Исходной миссией «Малой академии» была разработка «наглядной пропаганды», прославляющей царствование Людовика XIV: латинских надписей на памятниках и медалях, легенд для парадной живописи, программ для символики декора королевских апартаментов и для королевских празднеств, а также создание оперных либретто. Таким образом, первоначальные задачи Академии надписей были художественно-практическими, но предполагали опору на эрудицию: это было то самое использование учености в практических целях, о котором мы говорили в предыдущих разделах. Первые члены Академии надписей были рекрутированы из числа членов Французской академии; их было всего четверо, и ни один из них не был исследователем древностей: Шаплен был поэтом, аббат Бурзей – проповедником, Кассань – проповедником, поэтом и переводчиком Цицерона и Саллюстия, Шарпантье – переводчиком Ксенофонта и автором «Жизни Сократа». Решительный поворот в сторону исследования древностей начался в 1700‐е годы, после того как в 1701 году Людовик XIV утвердил устав Академии надписей, разработанный аббатом Жан-Полем Биньоном. Согласно этому уставу академия была значительно расширена: число ее членов отныне было доведено в общей сумме до сорока человек.
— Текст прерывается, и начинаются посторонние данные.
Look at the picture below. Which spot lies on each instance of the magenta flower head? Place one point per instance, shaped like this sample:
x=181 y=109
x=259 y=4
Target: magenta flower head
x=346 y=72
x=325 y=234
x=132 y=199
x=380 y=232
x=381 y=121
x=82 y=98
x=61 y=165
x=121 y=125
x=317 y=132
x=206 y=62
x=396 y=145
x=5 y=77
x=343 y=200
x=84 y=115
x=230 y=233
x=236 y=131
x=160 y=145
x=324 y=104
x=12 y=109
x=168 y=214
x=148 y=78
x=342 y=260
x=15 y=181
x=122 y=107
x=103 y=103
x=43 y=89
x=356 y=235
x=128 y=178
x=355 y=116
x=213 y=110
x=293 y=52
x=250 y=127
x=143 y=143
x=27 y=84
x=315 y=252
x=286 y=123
Столь же заметно был расширен и круг уставных задач: к составлению надписей для медалей и памятников теперь прибавилось описание главных событий истории Франции, учет национальных и древних памятников, реферирование важнейших публикаций по вышеуказанной тематике и самостоятельная исследовательская работа каждого академика по той или иной теме см. [Kriegel 1988с, 189–190]. С этого момента Академия надписей превращается в главный центр историко-филологических изысканий на территории Франции: по выражению Альфреда Мори, она становится «сенатом учености» [Maury 1864, 4]. В сферу постоянных интересов академии, наряду с нумизматикой, геральдикой и сфрагистикой, навсегда попадают археология, эпиграфика, география, палеография, библиография, греческая, латинская и восточная филология, исследование мифологии.
Иначе говоря, из всех перечисленных выше академий, находившихся под патронажем короля, именно Академия надписей стала пристанищем для историко-филологического знания –
19 апреля 1735 года аббат де Ланоз (de La Nauze) произнес на заседании Академии надписей и изящной словесности «Речь об отношениях между Изящной Словесностью и Науками». По словам самого Ланоза, цель его речи состояла в том, чтобы
показать, что Наукам и Словесности нечего страшиться друг друга и что, напротив того, Науки и Словесность связаны между собой самыми тесными отношениями [La Nauze 1735, 372].
Нам интересны не столько аргументы, с помощью которых Ланоз пытался достичь поставленной цели, сколько сама та ситуация, которая сделала осмысленной и насущной постановку подобной цели. Ланоз сам описал эту культурную ситуацию, актуальную для его времени, в первых же словах своей речи:
Словесность и Науки делят обычно ученых людей на два различных класса. Одни погружаются в ученость разнообразную и полную приятности; это Словесники [les gens de Lettres]. Другие посвящают себя познаниям более возвышенным и более ощутимо полезным; это приверженцы Наук [les partisans des Sciences]. Вкус, который человек питает к избранному им самим роду изысканий, часто оборачивается предубеждением по отношению к изысканиям противоположного рода. Может поэтому случиться и так, что словесник и сторонник науки вовсе не почувствуют достоинств, присущих трудам противоположной стороны [Ibid.].